Monday, October 24, 2011

The Grand Relator: For DC Cardinal, A Key Vatican Nod

While the celebration of Saturday's first-ever feast of Blessed John Paul II was initially limited to Rome and the dioceses of Papa Wojtyla's native Poland, one of the handful of Stateside locales that got to join in was Washington, where Cardinal Donald Wuerl had successfully petitioned the Holy See earlier this year for the memorial to be added to the local calendar.

(The US bishops will nationally follow suit, with a vote to add the observance to the national ordo at next month's Baltimore plenary.)

Featuring the long-scheduled dedication of a new seminary in the capital dedicated to the novus Beatus, DC's Wojtyla feast already had the makings of something big. It got bigger still, though, at Roman Noon on the day, as the Holy See fittingly rolled out B16's first major appointments to next year's Synod of Bishops on one of John Paul's pet projects -- namely, the New Evangelization -- with Wuerl being named to the gathering's all-important post of Relator-General, a task roughly equivalent to the Synod's chief "spokesman."

Responsible for articulating the Synod's goals and vision in a major address (traditionally delivered in Latin) on opening day, then pooling the results of its discussions for the October meeting's final message -- and, in time, its closing papal document -- the 70 year-old cardinal joins an elite group of top-shelf prelates who've served as Relator at the prior four Synods of Benedict XVI's pontificate:
  • Then the archbishop of Quebec, Cardinal Marc Ouellet was named Relator of the 2008 Synod on the Word of God; last year, Benedict returned the Canadian to Rome as the first-ever North American to serve as prefect of the all-powerful Congregation for Bishops;
  • Then the lone Scripture scholar in the Pope's "Senate" -- at least, its electoral part -- the Ghanaian Cardinal Peter Turkson's stock as a "papabile" spiked when he was appointed spokesman for 2009's Second Synod for Africa, which Benedict will formally wrap up next month on his second trip to the continent. At the gathering's close, however, the US-trained dynamo's standing only rose further as the pontiff called Turkson to the Vatican as president of the Pontifical Council for Justice and Peace. (In his Curial post, the cardinal was the lead mover behind the crafting and release of this morning's text on global market reform.)
...see a trend here?

Of course, whether it'll hold true in Wuerl's case is anybody's guess. Regardless, the main takeaway is that the Relator's nod has consistently gone to prelates who clearly rank very high in the pontiff's esteem, and whom he's ostensibly singling out for a major turn on the church's global stage. In the case of the famously-diligent, hyper-efficient Washington cardinal, however, the pick likewise indicates that, for this Synod, Benedict wants everything done right.

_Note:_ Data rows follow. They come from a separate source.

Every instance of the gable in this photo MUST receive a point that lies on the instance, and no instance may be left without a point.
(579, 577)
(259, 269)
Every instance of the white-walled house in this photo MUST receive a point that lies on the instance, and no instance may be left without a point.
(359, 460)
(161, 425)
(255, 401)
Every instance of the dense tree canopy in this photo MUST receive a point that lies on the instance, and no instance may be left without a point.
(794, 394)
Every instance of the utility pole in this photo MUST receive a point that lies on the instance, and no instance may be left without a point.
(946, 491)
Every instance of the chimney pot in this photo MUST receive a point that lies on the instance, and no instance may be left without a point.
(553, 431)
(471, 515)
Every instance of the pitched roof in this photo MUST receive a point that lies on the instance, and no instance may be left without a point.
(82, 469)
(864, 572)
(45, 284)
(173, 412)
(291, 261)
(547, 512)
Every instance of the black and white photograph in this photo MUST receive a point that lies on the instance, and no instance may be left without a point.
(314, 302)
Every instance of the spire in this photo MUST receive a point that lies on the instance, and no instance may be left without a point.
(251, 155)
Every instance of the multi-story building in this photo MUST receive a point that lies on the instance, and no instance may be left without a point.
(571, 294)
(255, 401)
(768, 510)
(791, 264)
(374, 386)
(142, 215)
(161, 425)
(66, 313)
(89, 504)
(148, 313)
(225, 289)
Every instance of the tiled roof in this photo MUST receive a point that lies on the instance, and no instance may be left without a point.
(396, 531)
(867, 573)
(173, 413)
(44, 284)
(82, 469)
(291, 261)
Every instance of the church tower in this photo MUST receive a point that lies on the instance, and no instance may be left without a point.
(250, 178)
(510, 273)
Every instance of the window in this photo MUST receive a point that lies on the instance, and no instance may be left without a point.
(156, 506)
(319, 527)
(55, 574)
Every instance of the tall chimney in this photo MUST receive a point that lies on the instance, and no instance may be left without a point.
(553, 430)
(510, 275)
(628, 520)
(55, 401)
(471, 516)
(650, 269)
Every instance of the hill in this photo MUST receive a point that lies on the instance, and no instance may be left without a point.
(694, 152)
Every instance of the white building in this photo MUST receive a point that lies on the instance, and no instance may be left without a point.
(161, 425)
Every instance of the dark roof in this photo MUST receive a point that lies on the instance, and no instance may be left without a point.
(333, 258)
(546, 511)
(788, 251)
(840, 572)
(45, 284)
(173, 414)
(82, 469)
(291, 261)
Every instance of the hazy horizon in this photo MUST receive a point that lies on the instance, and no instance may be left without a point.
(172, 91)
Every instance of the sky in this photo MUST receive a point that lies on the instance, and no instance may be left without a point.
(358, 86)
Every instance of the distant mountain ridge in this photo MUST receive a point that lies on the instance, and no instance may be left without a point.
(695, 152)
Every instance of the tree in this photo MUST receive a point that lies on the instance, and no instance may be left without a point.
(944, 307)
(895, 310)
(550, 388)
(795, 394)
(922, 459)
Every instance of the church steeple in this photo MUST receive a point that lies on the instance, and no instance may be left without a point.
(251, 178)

At the same time, the appointment plays well to what's become one of the cardinal's strong suits. Long a master of catechesis as host of his own TV show during his days as bishop of his native Pittsburgh, then the guiding force behind a national Catholic Catechism for Adults, Wuerl has recently turned his focus toward the New Evangelization, penning a Pastoral Letter on the faith's "reproposal" just prior to his elevation to the College of Cardinals last fall and making the topic a centerpiece of his talks, like this one to a March crowd at the capital's Catholic University of America:


To be sure, Wuerl is no stranger to Rome -- already a veteran of four prior Synods, the DC prelate was a student-priest at the Angelicum before essentially running the Congregation for the Clergy through the late 1970s as priest-secretary to his ailing mentor, Cardinal John Wright.

More recently, the cardinal's latest call to the Aula is the second major ongoing task given him by the Holy See on top of his duties in the District.

By appointment of the CDF, Wuerl has spent the last year as the Stateside delegate for the implementation of Anglicanorum coetibus -- an intense national undertaking all its own -- most recently receiving some 60 former Anglicans into the Catholic fold in Washington earlier this month.

While the cardinal had indicated in a June report that a domestic jurisdiction for the journeying groups was to be erected "this fall," in a recent interview while on tour in Scotland, he said he was "still hopeful that, before this year is out, a US ordinariate will be established."

Wuerl will again brief the bench on Anglicanorum's progress during the Baltimore plenary.

The DC red-hat is the second American hierarch in recent times to be named Relator-General of a global Synod. In 2001, New York's Cardinal Edward Egan was tapped for the post as the body met to discuss the ministry of bishops.

The now-retired canonist's turn at the rostrum was cut short, however, given Egan's need to be home in the wake of the 9/11 attacks.